Identification of target genes of the p16INK4A-pRB-E2F pathway

Abstract

Deregulation of the retinoblastoma protein (pRB) pathway is a hallmark of human cancer. The core members of this pathway include the tumor suppressor protein, pRB, which through binding to a number of cellular proteins, most notably members of the E2F transcription factor family, regulates progression through the cell division cycle. With the aim of identifying transcriptional changes provoked by deregulation of the pRB pathway, we have used cell lines that conditionally express a constitutively active phosphorylation site mutant of pRB (pRBDeltaCDK) or p16INK4A (p16). The expression of pRBDeltaCDK and p16 resulted in significant repression and activation of a large number of genes as measured by high density oligonucleotide array analysis.
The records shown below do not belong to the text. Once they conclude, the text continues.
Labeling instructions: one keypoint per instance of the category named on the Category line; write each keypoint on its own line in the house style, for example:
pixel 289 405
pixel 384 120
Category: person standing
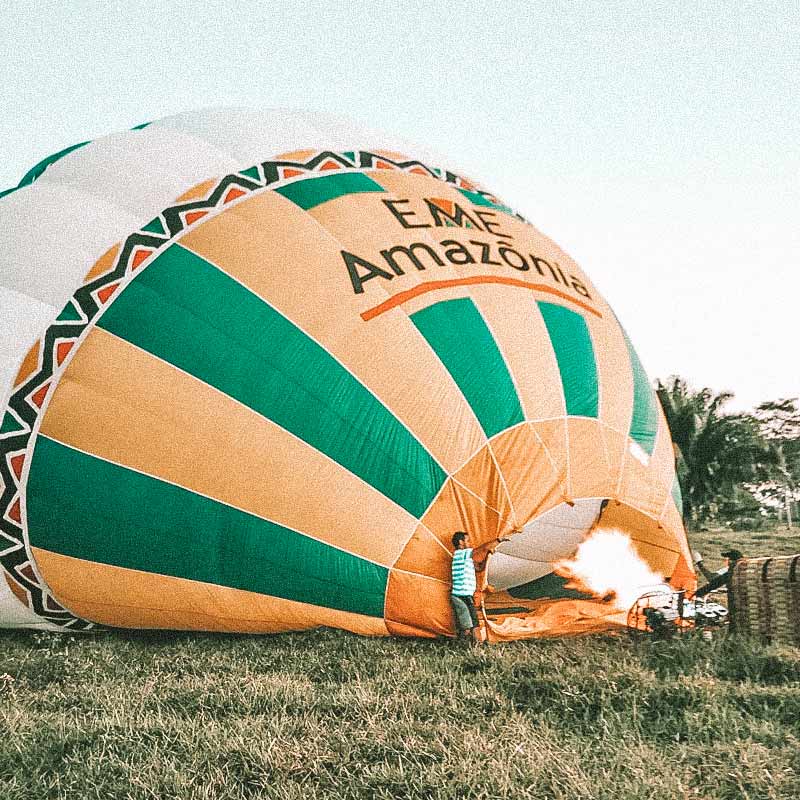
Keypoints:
pixel 465 561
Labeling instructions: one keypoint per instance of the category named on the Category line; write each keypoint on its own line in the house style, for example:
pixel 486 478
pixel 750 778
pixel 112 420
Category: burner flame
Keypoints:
pixel 607 566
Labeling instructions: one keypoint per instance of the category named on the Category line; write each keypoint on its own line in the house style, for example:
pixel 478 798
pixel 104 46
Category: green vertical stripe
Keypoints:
pixel 84 507
pixel 572 345
pixel 458 334
pixel 314 191
pixel 479 200
pixel 644 422
pixel 187 312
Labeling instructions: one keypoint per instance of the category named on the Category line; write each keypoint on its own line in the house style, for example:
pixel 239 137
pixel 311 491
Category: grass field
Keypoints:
pixel 328 714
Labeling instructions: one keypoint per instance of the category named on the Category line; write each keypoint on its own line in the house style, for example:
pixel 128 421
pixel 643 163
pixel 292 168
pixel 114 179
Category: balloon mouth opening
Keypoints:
pixel 577 568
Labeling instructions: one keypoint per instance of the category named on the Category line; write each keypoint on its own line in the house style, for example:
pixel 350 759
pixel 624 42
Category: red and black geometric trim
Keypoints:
pixel 28 398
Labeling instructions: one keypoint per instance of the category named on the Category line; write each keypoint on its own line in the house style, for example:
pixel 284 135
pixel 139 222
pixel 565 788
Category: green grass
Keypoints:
pixel 329 714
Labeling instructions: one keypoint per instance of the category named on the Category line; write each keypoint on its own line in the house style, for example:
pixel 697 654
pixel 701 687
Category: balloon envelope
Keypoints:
pixel 259 367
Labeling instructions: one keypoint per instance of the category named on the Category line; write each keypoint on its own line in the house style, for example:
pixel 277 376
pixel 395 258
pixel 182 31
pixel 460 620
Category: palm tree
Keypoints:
pixel 779 422
pixel 716 453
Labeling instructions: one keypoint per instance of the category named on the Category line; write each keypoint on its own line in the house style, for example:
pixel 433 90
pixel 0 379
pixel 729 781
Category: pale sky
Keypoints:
pixel 659 144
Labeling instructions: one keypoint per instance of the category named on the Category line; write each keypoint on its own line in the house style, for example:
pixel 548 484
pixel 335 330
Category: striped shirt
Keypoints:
pixel 463 573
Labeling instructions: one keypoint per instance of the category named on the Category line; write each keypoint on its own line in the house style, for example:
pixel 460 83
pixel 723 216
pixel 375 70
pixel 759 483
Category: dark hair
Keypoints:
pixel 458 537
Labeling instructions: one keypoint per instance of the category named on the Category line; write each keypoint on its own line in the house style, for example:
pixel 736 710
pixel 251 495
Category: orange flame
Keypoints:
pixel 607 566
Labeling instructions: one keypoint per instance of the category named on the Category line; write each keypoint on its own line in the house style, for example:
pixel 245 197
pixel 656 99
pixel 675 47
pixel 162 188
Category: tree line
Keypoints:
pixel 738 468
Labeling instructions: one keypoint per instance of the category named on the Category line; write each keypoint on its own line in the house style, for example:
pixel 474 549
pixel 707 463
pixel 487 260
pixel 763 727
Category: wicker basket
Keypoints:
pixel 764 599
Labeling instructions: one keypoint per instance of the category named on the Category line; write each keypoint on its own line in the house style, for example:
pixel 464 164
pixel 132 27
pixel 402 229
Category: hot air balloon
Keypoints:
pixel 257 367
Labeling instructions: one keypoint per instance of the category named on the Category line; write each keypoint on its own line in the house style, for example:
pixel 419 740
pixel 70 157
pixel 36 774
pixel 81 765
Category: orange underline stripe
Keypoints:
pixel 432 286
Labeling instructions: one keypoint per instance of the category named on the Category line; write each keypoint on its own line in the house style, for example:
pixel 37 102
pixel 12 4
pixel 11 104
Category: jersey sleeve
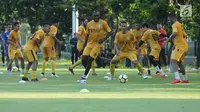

Transcriptional changes were found in genes that are essential for DNA replication and cell proliferation. In agreement with previous results, we found a high degree of overlap between genes regulated by p16 and pRB. Data we have obtained previously for E2F family members showed that 74 of the genes repressed by pRB and p16 were induced by the E2Fs and 23 genes that were induced by pRB and p16 were repressed by the E2Fs. Thus, we have identified 97 genes as physiological targets of the pRB pathway, and the further characterization of these genes should provide insights into how this pathway controls proliferation. We show that Gibbs sampling detects enrichment of several sequence motifs, including E2F consensus binding sites, in the upstream regions of these genes and use this enrichment in an in silico filtering process to refine microarray derived gene lists.